DOJ vows ramped up effort against hate crime after Buffalo shooting
The Department of Justice (DOJ) is vowing to ramp up efforts to confront hate crime, a pledge that comes amid growing concerns that the white nationalist ideology behind the deadly Buffalo shooting has increasingly moved from the political fringes into the mainstream.
Attorney General Merrick Garland on Friday addressed the racially motivated rampage, saying the department would use “every legal tool at our disposal” to investigate the attack and combat what he described as the “evolving” threat of hate crime.
“Unfortunately, we are gathered today in the shadow, in the wake of another horrific attack,” Garland told an audience in Washington. “We commit to using every resource of the Department of Justice to prevent these kinds of acts of hate, to hold accountable those who commit them and to support the communities that are damaged and terrorized by them.”
The shooting spree at a Buffalo supermarket in a predominantly Black neighborhood on May 14 killed 10 and injured three others; all but two of the victims were Black. The alleged assailant, 18-year-old Payton Gendron, has pleaded not guilty to multiple charges of first-degree murder.
The DOJ said it was investigating the attack as a hate crime and an act of racially motivated violent extremism. The federal government last year reported 8,305 hate crimes in 2020, the highest recorded figure in roughly two decades.
Garland was scheduled to meet Friday with NAACP leaders to discuss the threat of white supremacy and its presence on social media. Ahead of their meeting, the group’s president Derrick Johnson issued a moral call to corporate America and said businesses that profit from white supremacy should be held accountable for “the serious role they play in the spike of hate crimes.”

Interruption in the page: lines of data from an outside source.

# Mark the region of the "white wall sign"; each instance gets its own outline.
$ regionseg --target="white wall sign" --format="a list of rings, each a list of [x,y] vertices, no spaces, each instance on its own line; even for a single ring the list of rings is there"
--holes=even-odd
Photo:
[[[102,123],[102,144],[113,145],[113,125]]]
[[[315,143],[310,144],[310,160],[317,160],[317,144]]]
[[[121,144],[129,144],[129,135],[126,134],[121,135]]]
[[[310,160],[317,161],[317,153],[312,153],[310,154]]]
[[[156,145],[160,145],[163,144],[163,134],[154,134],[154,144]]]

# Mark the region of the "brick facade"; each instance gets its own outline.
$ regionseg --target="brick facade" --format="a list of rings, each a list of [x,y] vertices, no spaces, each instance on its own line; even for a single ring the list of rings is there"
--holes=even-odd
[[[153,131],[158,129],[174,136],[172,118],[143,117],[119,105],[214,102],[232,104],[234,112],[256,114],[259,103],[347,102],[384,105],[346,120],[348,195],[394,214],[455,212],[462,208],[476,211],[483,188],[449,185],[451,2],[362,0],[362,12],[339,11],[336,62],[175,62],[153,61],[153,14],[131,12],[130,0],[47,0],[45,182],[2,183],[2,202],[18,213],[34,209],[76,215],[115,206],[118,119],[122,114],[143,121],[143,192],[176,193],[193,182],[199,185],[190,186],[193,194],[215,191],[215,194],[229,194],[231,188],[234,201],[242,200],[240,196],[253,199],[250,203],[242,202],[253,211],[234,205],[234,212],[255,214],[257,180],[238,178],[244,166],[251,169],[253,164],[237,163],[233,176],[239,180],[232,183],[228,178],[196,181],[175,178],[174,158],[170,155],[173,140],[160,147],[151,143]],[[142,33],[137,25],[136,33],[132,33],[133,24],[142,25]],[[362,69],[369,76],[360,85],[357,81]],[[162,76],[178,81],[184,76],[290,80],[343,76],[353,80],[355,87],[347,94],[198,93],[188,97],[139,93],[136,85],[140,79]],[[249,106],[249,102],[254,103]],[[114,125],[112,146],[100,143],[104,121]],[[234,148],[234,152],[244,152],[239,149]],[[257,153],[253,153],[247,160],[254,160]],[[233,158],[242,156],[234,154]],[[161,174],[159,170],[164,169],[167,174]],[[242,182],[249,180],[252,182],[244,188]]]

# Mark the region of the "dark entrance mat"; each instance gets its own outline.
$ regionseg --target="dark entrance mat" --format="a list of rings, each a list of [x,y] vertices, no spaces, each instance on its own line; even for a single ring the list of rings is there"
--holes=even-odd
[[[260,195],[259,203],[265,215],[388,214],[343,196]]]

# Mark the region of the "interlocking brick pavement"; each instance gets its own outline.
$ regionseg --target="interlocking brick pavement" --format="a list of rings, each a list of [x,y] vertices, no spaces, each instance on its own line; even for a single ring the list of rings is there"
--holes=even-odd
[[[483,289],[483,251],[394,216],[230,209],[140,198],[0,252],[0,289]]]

The DOJ’s determination to probe the Buffalo shooting as a hate crime was based in part on a 180-page manifesto the suspect allegedly posted on the internet two days before the attack in which he described being motivated by white nationalism.
The online screed expresses existential fear that a group of elites has set up U.S. policy to overrun the white population through an influx of minorities with higher fertility rates, done with the aim of “replacing” white Americans.
This so-called “great replacement theory,” which has long had a history at the fringes of U.S. politics, gained a recent mainstream foothold under President Trump. Many of his political allies have followed suit by regularly invoking themes of white grievance and racial resentment.
In the wake of the Buffalo shooting, Rep. Liz Cheney (Wyo.) was among the fiercest critics of those in her own party who have engaged with white nationalist ideology or refused to condemn it.
“The House GOP leadership has enabled white nationalism, white supremacy, and anti-semitism. History has taught us that what begins with words ends in far worse,” Cheney wrote on Twitter. “@GOP leaders must renounce and reject these views and those who hold them.”
Conservative commentators have also come under intense scrutiny since the Buffalo shooting. A New York Times investigation of Tucker Carlson’s primetime Fox News show found that more than 400 episodes promoted core tenets of the replacement theory, making him one of the most prominent mouthpieces for the theory.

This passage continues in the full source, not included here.